I know that $(1+1/n)^n\to \mathrm e$ is a very popular example. But I cannot see how to prvoe the convergence using the above definition. Any help/hints would be appreciated.
P.S.: I checked out quite a few MSE questions regarding this but none of those examples seem to provable by the above definition.
If you understand the general description of decimal approximations of real numbers then you can turn your understanding into a construction of examples. Let me do this for $a = \sqrt{2}$.

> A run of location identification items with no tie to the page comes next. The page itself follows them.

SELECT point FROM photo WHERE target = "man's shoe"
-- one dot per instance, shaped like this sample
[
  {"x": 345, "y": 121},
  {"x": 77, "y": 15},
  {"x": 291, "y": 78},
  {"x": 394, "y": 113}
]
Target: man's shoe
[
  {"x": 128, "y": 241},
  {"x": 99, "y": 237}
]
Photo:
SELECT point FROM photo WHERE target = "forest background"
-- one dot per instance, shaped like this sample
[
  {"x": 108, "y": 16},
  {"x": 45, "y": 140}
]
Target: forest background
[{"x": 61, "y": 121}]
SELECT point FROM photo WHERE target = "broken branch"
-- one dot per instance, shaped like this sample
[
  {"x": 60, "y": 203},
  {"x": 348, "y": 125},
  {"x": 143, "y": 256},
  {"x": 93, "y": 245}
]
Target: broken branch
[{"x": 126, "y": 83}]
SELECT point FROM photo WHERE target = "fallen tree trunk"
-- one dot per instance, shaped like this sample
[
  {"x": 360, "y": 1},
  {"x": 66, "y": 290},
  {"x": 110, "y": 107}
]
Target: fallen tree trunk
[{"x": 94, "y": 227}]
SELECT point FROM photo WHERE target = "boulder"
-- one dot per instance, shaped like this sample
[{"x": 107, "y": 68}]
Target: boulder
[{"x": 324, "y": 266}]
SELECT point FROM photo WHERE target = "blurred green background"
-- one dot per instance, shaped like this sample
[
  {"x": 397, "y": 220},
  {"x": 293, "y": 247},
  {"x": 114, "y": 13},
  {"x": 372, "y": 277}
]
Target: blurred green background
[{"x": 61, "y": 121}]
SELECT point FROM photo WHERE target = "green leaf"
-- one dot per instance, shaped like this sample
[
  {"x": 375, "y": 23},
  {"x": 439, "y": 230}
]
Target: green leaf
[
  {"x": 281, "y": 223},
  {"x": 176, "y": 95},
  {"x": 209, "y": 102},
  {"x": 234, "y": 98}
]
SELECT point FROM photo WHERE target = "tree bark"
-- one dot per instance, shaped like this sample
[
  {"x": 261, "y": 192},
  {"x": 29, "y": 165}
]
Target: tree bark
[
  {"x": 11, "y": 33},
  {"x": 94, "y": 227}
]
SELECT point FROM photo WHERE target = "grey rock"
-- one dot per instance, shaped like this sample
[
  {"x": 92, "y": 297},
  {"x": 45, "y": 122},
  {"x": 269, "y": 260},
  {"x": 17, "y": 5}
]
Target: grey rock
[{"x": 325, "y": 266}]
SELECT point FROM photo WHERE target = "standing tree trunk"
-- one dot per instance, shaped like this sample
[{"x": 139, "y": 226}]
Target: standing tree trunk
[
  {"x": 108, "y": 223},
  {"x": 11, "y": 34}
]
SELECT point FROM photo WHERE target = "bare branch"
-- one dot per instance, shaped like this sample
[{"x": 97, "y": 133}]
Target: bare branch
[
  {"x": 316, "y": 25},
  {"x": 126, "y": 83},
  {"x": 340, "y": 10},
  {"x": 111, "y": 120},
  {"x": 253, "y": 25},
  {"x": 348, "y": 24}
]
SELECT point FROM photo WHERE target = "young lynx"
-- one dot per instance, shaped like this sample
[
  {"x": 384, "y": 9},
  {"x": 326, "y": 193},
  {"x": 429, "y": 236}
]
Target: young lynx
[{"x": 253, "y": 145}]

First define a sequence of integers: let $m_n$ be the greatest integer less than $10^{n-1} \cdot \sqrt{2}$. While the actual values aren't needed for the proof, one knows of course that $$m_1 = 1, \qquad m_2 = 14, \qquad m_3 = 141, \qquad m_4 = 1414 \ldots $$ Notice that $$m_n < 10^{n-1} \sqrt{2} < m_n+1 $$ Next define a sequence of rational numbers: $a_n = \frac{m_n}{10^{n-1}}$. Notice that $$a_n < \sqrt{2} < a_n + \frac{1}{10^{n-1}} $$ It follows that $$| a_n - \sqrt{2} | < \frac{1}{10^{n-1}} $$ The $\epsilon$-$N$ argument is easily completed: for each $\epsilon > 0$ choose an integer $N > \log_{10}(1/\epsilon)+1$, and it follows that if $n \ge N$ then $|a_n - \sqrt{2} | < \epsilon$.